Safer had been ill for months. His retirement last week and a retrospective documentary had been planned since January.
It is difficult to overstate the impact of a single story Safer filed from Vietnam when American Marines burned a village that had been occupied and abandoned by the Viet Cong. It revealed the power of television news. Safer said in his report, “This is what the war in Vietnam is all about. The Viet Cong were long gone. The action wounded three women, killed one baby, wounded one Marine and netted four old men as prisoners. Today’s operation is the frustration of Vietnam in miniature. To a Vietnamese peasant whose home means a lifetime of backbreaking labor, it will take more than presidential promises to convince him that we are on his side.”

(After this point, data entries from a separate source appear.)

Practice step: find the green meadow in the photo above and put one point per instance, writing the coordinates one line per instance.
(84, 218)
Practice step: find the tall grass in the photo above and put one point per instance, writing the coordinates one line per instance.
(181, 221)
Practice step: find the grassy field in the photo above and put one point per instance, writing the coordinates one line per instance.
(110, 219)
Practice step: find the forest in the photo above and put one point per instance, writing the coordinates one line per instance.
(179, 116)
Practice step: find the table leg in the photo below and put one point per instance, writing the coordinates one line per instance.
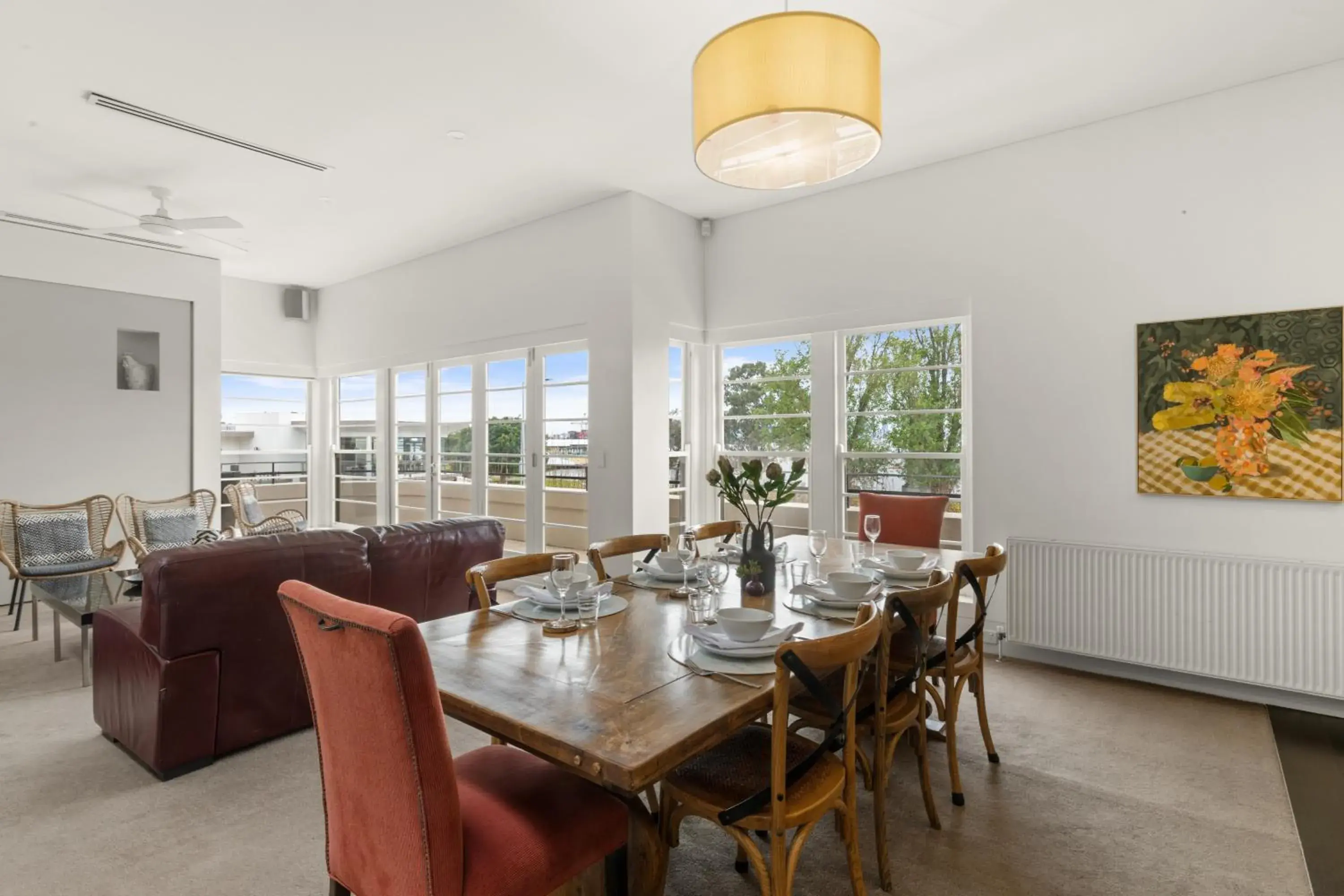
(84, 656)
(647, 853)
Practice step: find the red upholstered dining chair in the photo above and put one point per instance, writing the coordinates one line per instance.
(406, 818)
(906, 519)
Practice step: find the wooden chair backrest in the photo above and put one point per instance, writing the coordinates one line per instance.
(924, 605)
(820, 656)
(982, 570)
(625, 546)
(483, 575)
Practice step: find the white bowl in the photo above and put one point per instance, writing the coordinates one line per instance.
(668, 562)
(906, 559)
(850, 586)
(745, 624)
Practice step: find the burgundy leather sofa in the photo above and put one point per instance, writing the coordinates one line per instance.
(205, 663)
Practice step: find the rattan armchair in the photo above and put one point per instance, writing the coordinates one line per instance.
(131, 513)
(241, 493)
(62, 562)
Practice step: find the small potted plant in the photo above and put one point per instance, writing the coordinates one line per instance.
(756, 491)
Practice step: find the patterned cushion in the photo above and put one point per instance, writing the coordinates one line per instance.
(171, 527)
(252, 509)
(52, 538)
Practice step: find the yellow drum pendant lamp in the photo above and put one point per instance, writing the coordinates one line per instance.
(788, 100)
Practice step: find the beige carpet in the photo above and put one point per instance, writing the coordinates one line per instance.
(1105, 788)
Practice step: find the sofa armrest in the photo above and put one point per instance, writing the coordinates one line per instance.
(162, 711)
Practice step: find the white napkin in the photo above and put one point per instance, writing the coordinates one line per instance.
(773, 637)
(890, 569)
(823, 594)
(545, 598)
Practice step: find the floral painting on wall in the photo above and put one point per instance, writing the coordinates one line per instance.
(1244, 406)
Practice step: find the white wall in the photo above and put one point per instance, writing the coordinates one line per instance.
(256, 338)
(1058, 246)
(37, 254)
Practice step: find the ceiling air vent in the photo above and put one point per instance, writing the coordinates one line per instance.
(158, 117)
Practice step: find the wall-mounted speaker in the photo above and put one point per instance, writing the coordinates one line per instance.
(299, 303)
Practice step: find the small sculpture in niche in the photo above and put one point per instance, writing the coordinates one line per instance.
(136, 375)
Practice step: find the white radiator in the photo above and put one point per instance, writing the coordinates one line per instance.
(1266, 622)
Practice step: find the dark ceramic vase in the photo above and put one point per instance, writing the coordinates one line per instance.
(758, 547)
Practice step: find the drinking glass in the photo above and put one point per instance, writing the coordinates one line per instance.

Safer was at heart a writer who prospered at a time when television news valued words over good looks and on screen performance. On 60 Minutes, Safer became the urbane and gently bemused observer of everything from Tupperware parties, to the game of croquet, and the domestic diva Martha Stewart. He caused an uproar in the world of art when he described much of modern art as “worthless junk” destined for “the trash heap of art history.” Safer was an artist himself, who painted pictures of the interior of countless hotel rooms he stayed in all over the world.
He said of his ability to blend words with pictures, “It’s not literature, but it can be very classy journalism.”